Elizabeth Phelan | Staff Writer

Left Bank Books in the Central West End was packed in a pleasant, middle-of-winter way for Washington University alum Miranda Popkey’s reading Jan 14. Popkey read an excerpt from her novel “Topics of Conversation,” published Jan. 7, which revolves around a series of conversations between women and poses questions about the modern female experience.

Photo by Elizabeth Phelan

Popkey has a way of pausing and looking into herself as she speaks. Talking with her hands, she is a naturally engaging speaker. Whether she’s discussing the show “Frasier” or the most harrowing parts of her novel, she conveys intensity and sincerity in everything she says.

Born and raised in California, Popkey completed her undergraduate studies at Yale University in 2009 and, after working as a high school teacher, joined the two-year Master of Fine Arts (MFA) in Writing program at Wash. U, graduating in 2018. During her time on campus, Popkey taught Fiction Writing 1 to undergraduates as part of the graduate student curriculum and was involved in the graduate students’ unionization effort.

“Topics of Conversation,” Popkey’s debut novel, was initially conceived as a series of short stories, and it wasn’t until Popkey spoke with author Ben Marcus that she considered writing a novel.

“[Marcus] was a really generous reader, and he thought maybe it should be expanded, he thought I should maybe explore where the voice was going,” Popkey said to Student Life before her reading.

“Topics of Conversation” features an unnamed female narrator who hovers between the boundaries of being likeable and unlikeable. The narrator makes unconventional and, at times, questionable, decisions regarding her relationships and children, but remains an intriguing and ultimately sympathetic character.

Popkey started writing the novel during the fall of 2017, as allegations of sexual assault were just beginning to be made against Hollywood producer Harvey Weinstein. The cultural climate deeply impacted the content of Popkey’s writing; she said that the #MeToo movement “opened a space for there to be a public conversation that could parallel a lot of conversations that people were already having in private about uncomfortable experiences that they had had that [they] didn’t quite know how to push back against.”

Part of her novel concerns itself with these uncomfortable experiences and how they are placed in the larger scale of life via conversation.

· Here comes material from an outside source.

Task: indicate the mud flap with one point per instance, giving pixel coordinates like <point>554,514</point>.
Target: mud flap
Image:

Popkey told Student Life that her time at Wash. U. was crucial for the novel’s development, largely because of the workshop process.

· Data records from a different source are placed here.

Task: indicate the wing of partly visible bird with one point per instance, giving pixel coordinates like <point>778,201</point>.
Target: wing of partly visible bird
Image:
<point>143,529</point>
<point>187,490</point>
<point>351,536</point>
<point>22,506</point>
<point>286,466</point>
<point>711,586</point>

“I could not have written this without the program, and that is a real credit not only to my professors, but to my colleagues in the fiction cohort,” Popkey said. “I was bringing sections of the novel to workshop in my second year, and they helped it immeasurably.”

The entire process took about five drafts, she estimates, some of which were written in the midst of watching “Frasier” episodes.

Speaking about the role of a writer’s experience in the outcome of their work, Popkey noted that her emotions, if not actual experiences, formed much of the novel’s substance.

“It’s my first novel. I’ve lived a sort of narrow slice of experience and I was very aware that there was only a particular slice of the world that I could honestly speak to,” Popkey said. “Writing this novel, I was trying as hard as possible to write what I’d experienced emotionally, even if all of the events are fictional.”

The novel marks the beginning of a bright, and likely lengthy, career from a brilliant Wash. U. alumna.